House - Bronze Age, Ballybrowney, Co. Cork
Co. Cork |
Settlement Sites
Among the Bronze Age structures uncovered in the townland of Ballybrowney in County Cork, one oval building stands apart from its neighbours, not because of its size but because of what it may have been used for.
Measuring roughly six metres east to west and four metres north to south, the structure was set at the centre of a larger Bronze Age enclosure, a placement that, combined with its unusual construction method, led the excavating archaeologist to suggest it may have served a communal or ritual function rather than simply housing a family.

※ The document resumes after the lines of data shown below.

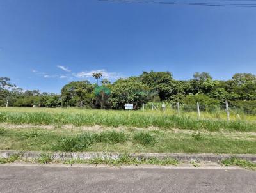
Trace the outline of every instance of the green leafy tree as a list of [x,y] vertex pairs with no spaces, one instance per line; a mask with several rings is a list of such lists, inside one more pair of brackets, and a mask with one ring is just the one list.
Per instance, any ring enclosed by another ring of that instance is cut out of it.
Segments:
[[64,107],[90,106],[94,86],[88,81],[71,82],[61,89]]
[[134,78],[120,79],[111,87],[110,101],[114,109],[124,109],[125,103],[132,103],[138,109],[147,102],[148,88]]
[[101,72],[93,73],[92,76],[97,80],[97,85],[99,85],[99,79],[102,77],[102,73]]

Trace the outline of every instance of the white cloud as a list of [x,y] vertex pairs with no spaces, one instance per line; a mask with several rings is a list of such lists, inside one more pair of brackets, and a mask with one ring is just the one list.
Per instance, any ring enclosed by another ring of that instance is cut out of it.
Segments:
[[122,76],[118,72],[109,72],[106,70],[94,70],[91,71],[82,71],[77,73],[73,73],[73,75],[77,78],[88,78],[92,77],[93,73],[101,73],[102,74],[102,78],[109,79],[118,79]]
[[66,71],[66,72],[71,72],[71,70],[69,70],[68,68],[66,68],[63,66],[58,65],[58,66],[56,66],[56,67],[61,69],[62,70]]

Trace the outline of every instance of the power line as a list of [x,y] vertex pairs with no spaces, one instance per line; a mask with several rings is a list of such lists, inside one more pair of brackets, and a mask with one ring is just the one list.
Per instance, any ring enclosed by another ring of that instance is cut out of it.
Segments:
[[[221,7],[242,7],[242,8],[256,8],[256,4],[241,4],[241,3],[193,3],[193,2],[179,2],[179,1],[147,1],[147,0],[98,0],[99,1],[109,1],[113,3],[147,3],[147,4],[172,4],[172,5],[188,5],[188,6],[221,6]],[[236,1],[239,0],[223,0],[223,1]],[[243,0],[254,1],[253,0]]]

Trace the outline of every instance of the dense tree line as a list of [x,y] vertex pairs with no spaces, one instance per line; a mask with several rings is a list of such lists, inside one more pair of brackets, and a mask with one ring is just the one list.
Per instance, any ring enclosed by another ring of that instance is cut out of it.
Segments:
[[61,89],[61,94],[23,91],[0,78],[0,105],[13,107],[78,107],[97,109],[123,109],[125,103],[133,103],[134,109],[148,102],[179,102],[195,104],[231,105],[256,111],[256,76],[236,73],[227,81],[214,80],[207,72],[196,72],[188,81],[175,80],[169,72],[143,72],[137,77],[120,79],[111,84],[107,79],[98,81],[102,75],[93,74],[97,84],[88,81],[73,81]]

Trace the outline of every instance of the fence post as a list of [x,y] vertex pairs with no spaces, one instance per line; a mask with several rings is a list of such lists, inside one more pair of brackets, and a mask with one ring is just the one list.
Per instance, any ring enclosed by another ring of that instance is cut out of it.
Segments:
[[197,106],[197,114],[198,116],[198,118],[200,118],[200,107],[198,102],[196,102],[196,106]]
[[178,107],[178,115],[179,116],[180,115],[180,103],[179,102],[177,103],[177,106]]
[[227,120],[228,121],[229,121],[229,120],[230,120],[230,116],[229,116],[229,109],[228,109],[228,101],[226,100],[226,101],[225,101],[225,103],[226,103]]
[[8,103],[9,103],[9,96],[7,96],[6,108],[8,107]]

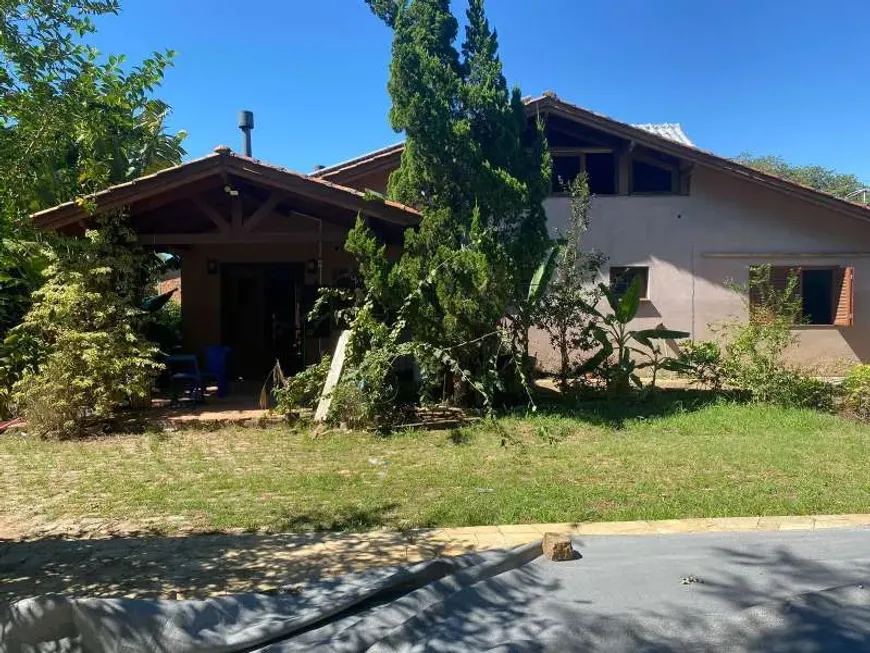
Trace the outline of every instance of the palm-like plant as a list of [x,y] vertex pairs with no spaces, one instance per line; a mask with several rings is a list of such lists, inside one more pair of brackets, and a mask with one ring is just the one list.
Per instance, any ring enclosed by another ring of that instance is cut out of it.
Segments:
[[[599,319],[599,324],[593,327],[593,336],[601,347],[580,366],[578,373],[589,374],[599,371],[607,384],[608,391],[619,394],[628,392],[632,386],[637,388],[643,386],[637,370],[652,369],[650,387],[653,388],[660,369],[679,371],[682,365],[680,361],[666,356],[659,342],[688,338],[687,332],[673,331],[663,326],[640,330],[628,328],[629,323],[640,310],[640,279],[637,277],[633,279],[628,289],[621,295],[605,284],[600,284],[599,290],[607,300],[611,312],[604,314],[594,306],[589,307],[589,312]],[[636,345],[645,349],[639,349]],[[637,362],[638,355],[645,357],[646,360]]]

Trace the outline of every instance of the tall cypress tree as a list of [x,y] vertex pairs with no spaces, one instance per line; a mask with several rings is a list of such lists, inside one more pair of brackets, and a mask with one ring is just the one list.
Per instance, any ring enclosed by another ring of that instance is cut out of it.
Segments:
[[[411,337],[485,375],[501,347],[487,334],[518,310],[548,245],[546,143],[527,130],[519,90],[508,90],[482,0],[469,4],[461,57],[449,0],[367,2],[394,31],[390,123],[406,140],[389,194],[423,212],[390,273],[396,301],[383,314],[416,292],[405,305]],[[360,233],[352,241],[355,253],[375,251]],[[462,385],[454,384],[459,402],[468,398]]]

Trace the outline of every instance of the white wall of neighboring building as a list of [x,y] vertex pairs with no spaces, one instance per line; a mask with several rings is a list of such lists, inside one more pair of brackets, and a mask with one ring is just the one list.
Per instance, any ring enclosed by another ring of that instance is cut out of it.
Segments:
[[[546,209],[551,229],[563,229],[570,200],[552,197]],[[689,195],[593,198],[584,248],[608,256],[605,278],[609,265],[649,267],[638,328],[664,323],[695,339],[713,337],[710,325],[745,319],[742,298],[726,281],[745,284],[750,265],[854,267],[853,325],[800,327],[789,357],[826,374],[870,361],[870,221],[699,167]],[[533,334],[532,345],[539,363],[553,369],[546,334]]]

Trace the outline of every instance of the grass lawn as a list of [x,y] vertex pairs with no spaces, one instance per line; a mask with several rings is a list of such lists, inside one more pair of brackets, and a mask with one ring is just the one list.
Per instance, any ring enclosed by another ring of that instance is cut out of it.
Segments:
[[388,437],[4,435],[0,515],[294,530],[870,512],[870,427],[698,396]]

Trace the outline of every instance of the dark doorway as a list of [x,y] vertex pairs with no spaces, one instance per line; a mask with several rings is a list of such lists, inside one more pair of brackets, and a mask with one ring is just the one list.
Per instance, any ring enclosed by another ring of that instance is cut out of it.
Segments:
[[834,321],[834,271],[802,270],[801,301],[808,324],[832,324]]
[[263,380],[275,361],[285,372],[301,364],[299,289],[303,264],[221,266],[222,342],[232,378]]

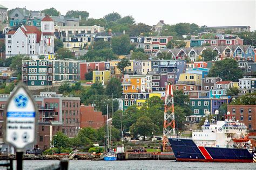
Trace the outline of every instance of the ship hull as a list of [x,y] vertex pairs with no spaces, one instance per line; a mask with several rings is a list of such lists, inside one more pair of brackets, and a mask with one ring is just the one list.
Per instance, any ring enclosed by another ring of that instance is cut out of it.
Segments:
[[198,146],[191,139],[169,138],[179,161],[252,162],[246,149]]

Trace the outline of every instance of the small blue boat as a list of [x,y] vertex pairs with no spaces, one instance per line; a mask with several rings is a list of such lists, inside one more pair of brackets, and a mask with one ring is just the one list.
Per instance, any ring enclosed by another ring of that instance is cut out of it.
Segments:
[[114,155],[109,155],[106,156],[104,157],[104,160],[105,161],[113,161],[113,160],[117,160],[117,157]]

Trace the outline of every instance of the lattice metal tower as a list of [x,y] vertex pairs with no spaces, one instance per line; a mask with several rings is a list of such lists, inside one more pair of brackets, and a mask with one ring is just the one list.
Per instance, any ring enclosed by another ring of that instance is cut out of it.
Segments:
[[168,151],[168,137],[176,134],[173,85],[171,83],[166,86],[164,108],[163,149],[166,152]]

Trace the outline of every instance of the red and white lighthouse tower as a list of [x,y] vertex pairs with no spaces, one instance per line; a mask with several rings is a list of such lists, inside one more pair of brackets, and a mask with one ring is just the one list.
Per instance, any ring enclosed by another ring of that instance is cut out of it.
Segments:
[[167,151],[168,137],[175,136],[174,105],[173,85],[169,83],[165,90],[163,148]]

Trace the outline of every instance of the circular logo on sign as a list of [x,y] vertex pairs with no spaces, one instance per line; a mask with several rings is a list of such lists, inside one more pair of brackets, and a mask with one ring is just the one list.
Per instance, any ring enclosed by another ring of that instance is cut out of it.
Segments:
[[28,103],[28,98],[23,95],[17,95],[14,100],[18,108],[25,108]]

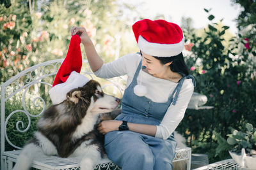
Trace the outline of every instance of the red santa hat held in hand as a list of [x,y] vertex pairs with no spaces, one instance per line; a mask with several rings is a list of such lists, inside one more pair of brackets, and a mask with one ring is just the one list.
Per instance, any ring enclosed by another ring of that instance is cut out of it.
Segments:
[[[144,19],[132,25],[132,31],[140,50],[148,55],[170,57],[180,53],[184,46],[184,37],[180,27],[163,20]],[[138,85],[134,93],[143,96],[147,93],[145,87]]]
[[78,35],[72,36],[66,58],[60,66],[49,91],[53,104],[60,104],[67,98],[67,94],[73,89],[84,86],[89,79],[79,74],[82,67],[81,39]]

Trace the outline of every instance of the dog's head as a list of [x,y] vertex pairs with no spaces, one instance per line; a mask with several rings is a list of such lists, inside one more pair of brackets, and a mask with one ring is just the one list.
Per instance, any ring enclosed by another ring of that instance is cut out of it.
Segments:
[[67,94],[67,101],[77,106],[86,105],[87,111],[103,113],[115,110],[120,100],[104,94],[100,85],[91,80],[83,87],[70,91]]

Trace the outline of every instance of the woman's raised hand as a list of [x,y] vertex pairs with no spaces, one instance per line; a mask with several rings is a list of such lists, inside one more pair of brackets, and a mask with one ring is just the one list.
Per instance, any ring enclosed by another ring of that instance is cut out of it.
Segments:
[[72,36],[76,34],[79,35],[81,38],[81,41],[83,45],[91,42],[91,39],[87,34],[86,29],[84,27],[72,27],[70,33]]

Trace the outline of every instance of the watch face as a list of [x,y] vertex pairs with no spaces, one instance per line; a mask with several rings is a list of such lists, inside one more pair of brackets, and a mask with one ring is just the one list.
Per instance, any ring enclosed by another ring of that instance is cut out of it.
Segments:
[[119,131],[127,131],[127,130],[128,130],[128,127],[125,125],[121,125],[119,127]]

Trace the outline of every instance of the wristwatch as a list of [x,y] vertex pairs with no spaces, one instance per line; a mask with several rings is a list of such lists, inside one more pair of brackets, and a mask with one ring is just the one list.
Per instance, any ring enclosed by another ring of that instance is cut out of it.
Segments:
[[128,131],[127,122],[123,120],[123,123],[119,126],[118,131]]

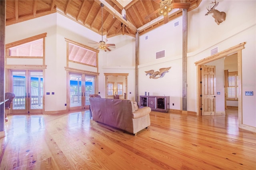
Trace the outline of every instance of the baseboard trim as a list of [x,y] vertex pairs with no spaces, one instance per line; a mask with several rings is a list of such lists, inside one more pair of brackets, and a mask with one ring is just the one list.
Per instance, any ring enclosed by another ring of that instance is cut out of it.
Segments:
[[0,138],[6,136],[6,130],[1,131],[0,132]]
[[66,110],[62,110],[62,111],[44,111],[44,114],[58,114],[58,113],[67,113],[68,111]]
[[216,112],[216,115],[226,115],[226,112],[225,111],[222,111],[221,112]]
[[227,109],[238,109],[238,106],[227,106]]

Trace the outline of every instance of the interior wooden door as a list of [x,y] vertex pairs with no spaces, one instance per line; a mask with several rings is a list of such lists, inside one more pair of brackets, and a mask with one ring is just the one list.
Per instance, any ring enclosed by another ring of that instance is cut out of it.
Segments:
[[216,114],[216,100],[215,66],[202,66],[202,115]]

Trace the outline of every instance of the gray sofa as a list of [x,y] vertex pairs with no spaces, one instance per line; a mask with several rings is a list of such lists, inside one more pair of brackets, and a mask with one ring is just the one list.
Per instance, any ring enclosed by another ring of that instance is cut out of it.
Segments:
[[92,120],[117,128],[136,135],[150,125],[151,109],[138,109],[137,103],[129,100],[90,97]]

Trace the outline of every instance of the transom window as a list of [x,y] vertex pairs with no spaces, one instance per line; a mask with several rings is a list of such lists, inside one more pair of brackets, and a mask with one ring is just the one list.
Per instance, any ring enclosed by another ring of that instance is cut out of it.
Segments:
[[108,95],[112,96],[114,95],[114,82],[108,82]]
[[69,61],[93,67],[97,66],[98,50],[66,38],[66,40],[68,48],[67,59]]
[[123,83],[117,83],[117,94],[118,95],[123,95]]
[[33,41],[9,49],[9,56],[43,57],[43,39]]

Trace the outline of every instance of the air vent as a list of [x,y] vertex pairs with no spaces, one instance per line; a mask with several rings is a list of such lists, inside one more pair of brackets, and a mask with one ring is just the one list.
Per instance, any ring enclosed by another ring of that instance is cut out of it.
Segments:
[[165,50],[157,52],[156,53],[156,59],[162,58],[164,57]]
[[211,49],[211,55],[213,55],[217,53],[218,53],[218,47],[214,48],[213,49]]

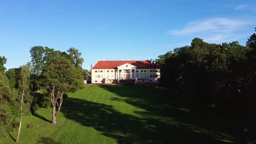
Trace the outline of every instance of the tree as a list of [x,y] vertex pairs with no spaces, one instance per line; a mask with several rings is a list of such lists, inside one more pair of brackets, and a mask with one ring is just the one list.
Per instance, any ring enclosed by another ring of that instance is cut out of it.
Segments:
[[7,136],[16,123],[16,101],[4,72],[6,62],[0,56],[0,137]]
[[83,69],[82,75],[84,78],[84,80],[87,80],[88,79],[88,70],[87,69]]
[[18,98],[20,101],[20,126],[19,128],[19,131],[18,132],[18,135],[16,142],[18,142],[19,141],[19,137],[20,136],[20,128],[21,128],[21,121],[22,118],[22,112],[23,111],[23,108],[24,108],[23,106],[23,103],[26,103],[27,109],[30,107],[31,104],[31,98],[30,95],[30,70],[29,67],[28,65],[23,65],[21,67],[20,69],[20,79],[19,82],[19,95],[21,95]]
[[7,59],[4,56],[0,56],[0,71],[4,71],[6,68],[3,65],[6,63]]
[[79,50],[74,47],[71,47],[69,49],[67,52],[69,53],[68,57],[70,59],[71,63],[74,65],[76,67],[79,65],[81,66],[84,62],[84,59],[81,57],[82,55],[81,52],[79,52]]
[[51,94],[53,124],[57,124],[56,118],[62,104],[63,95],[76,91],[82,84],[82,73],[66,56],[61,52],[57,53],[59,54],[53,55],[54,59],[46,62],[42,72],[43,83]]
[[[45,48],[47,49],[47,47]],[[31,57],[33,75],[31,81],[34,90],[40,88],[39,76],[43,68],[44,63],[44,54],[45,49],[42,46],[34,46],[30,51]]]
[[43,67],[44,49],[42,46],[34,46],[30,51],[31,57],[32,71],[39,76]]

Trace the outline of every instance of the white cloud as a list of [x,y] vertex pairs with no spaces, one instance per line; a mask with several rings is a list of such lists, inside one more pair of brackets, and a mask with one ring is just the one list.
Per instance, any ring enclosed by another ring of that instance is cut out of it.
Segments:
[[[227,18],[215,18],[188,23],[183,28],[172,29],[168,33],[176,37],[191,39],[197,37],[212,43],[238,40],[248,36],[243,32],[247,26],[253,24],[252,20]],[[239,32],[239,33],[238,33]]]
[[248,8],[249,7],[249,5],[246,4],[240,4],[237,6],[235,8],[235,10],[245,10]]
[[210,32],[228,33],[234,29],[247,25],[245,20],[225,18],[212,18],[188,23],[183,29],[169,31],[171,35],[181,36]]

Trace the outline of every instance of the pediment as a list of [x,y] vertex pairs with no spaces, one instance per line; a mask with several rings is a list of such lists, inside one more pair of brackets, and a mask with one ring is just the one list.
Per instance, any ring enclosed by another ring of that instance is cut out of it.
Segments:
[[137,66],[128,64],[128,63],[126,63],[125,64],[119,65],[117,67],[118,68],[136,68]]

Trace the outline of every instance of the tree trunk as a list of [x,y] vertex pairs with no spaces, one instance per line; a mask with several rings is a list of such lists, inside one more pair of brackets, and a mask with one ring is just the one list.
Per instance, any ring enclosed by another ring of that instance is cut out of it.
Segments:
[[55,114],[56,113],[56,107],[55,105],[53,105],[53,118],[52,119],[52,124],[56,124],[57,122],[56,122],[56,117],[57,115]]
[[[24,80],[25,76],[23,80],[23,86],[24,87]],[[21,128],[21,118],[22,116],[22,104],[23,103],[23,96],[24,95],[24,87],[23,88],[23,90],[22,91],[22,97],[21,98],[21,110],[20,110],[20,127],[19,128],[19,132],[18,132],[18,136],[17,136],[17,139],[16,140],[16,142],[18,142],[18,141],[19,141],[19,137],[20,137],[20,128]]]

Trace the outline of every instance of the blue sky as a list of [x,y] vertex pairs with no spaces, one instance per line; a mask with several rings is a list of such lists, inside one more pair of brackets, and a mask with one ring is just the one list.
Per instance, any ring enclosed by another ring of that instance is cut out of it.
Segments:
[[98,59],[155,59],[194,37],[242,45],[256,27],[256,0],[1,0],[0,56],[6,67],[31,60],[34,46],[79,50]]

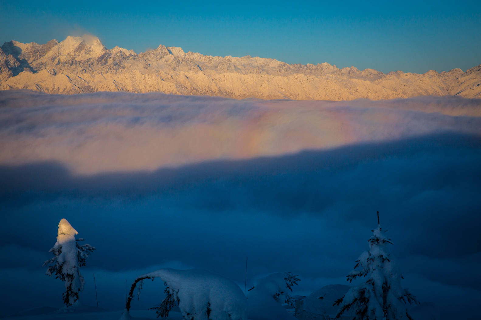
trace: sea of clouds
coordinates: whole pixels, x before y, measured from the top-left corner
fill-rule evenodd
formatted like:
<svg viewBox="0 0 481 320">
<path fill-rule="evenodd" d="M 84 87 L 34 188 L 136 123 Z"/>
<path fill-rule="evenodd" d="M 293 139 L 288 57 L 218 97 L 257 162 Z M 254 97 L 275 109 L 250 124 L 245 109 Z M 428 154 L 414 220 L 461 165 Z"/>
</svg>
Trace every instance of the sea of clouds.
<svg viewBox="0 0 481 320">
<path fill-rule="evenodd" d="M 41 265 L 62 218 L 97 248 L 83 303 L 95 273 L 100 306 L 121 309 L 126 279 L 161 267 L 243 289 L 246 256 L 248 285 L 347 284 L 379 210 L 404 286 L 443 319 L 477 319 L 480 160 L 480 100 L 0 92 L 0 309 L 61 305 Z M 144 287 L 134 308 L 162 299 Z"/>
</svg>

The building came to light in 2003 during excavations carried out ahead of the construction of the N8 Rathcormac-Fermoy Bypass, work that opened up a stretch of landscape that had been largely undisturbed since the Bronze Age. What the excavators found was the ghost of a building: a slot-trench, the narrow channel cut to hold the base of a timber wall, along with a series of post-holes marking where upright timbers once stood. Two substantial central post-holes indicated that the roof was supported by a pair of hefty internal posts rather than relying entirely on the walls, a structural approach that set this building apart from the other houses excavated nearby. The south-facing entrance was framed by two more large post-holes, and tucked among the packing-stones holding one of them in place was a fragment of a saddle quern, a flat stone used for grinding grain, repurposed here as simple building rubble or perhaps something more deliberate. Around thirty-three sherds of Bronze Age pottery, mostly from two separate vessels, were recovered in and around the structure. One of the central post-holes was radiocarbon dated to between 1750 and 1520 cal. BC, placing the building firmly in the Middle Bronze Age. A possible corn-drying kiln was identified to the south-east of the house. The western side of the slot-trench had been disrupted by later field boundary ditches and, of all things, extensive rabbit burrowing, meaning the full original outline of the structure could not be traced.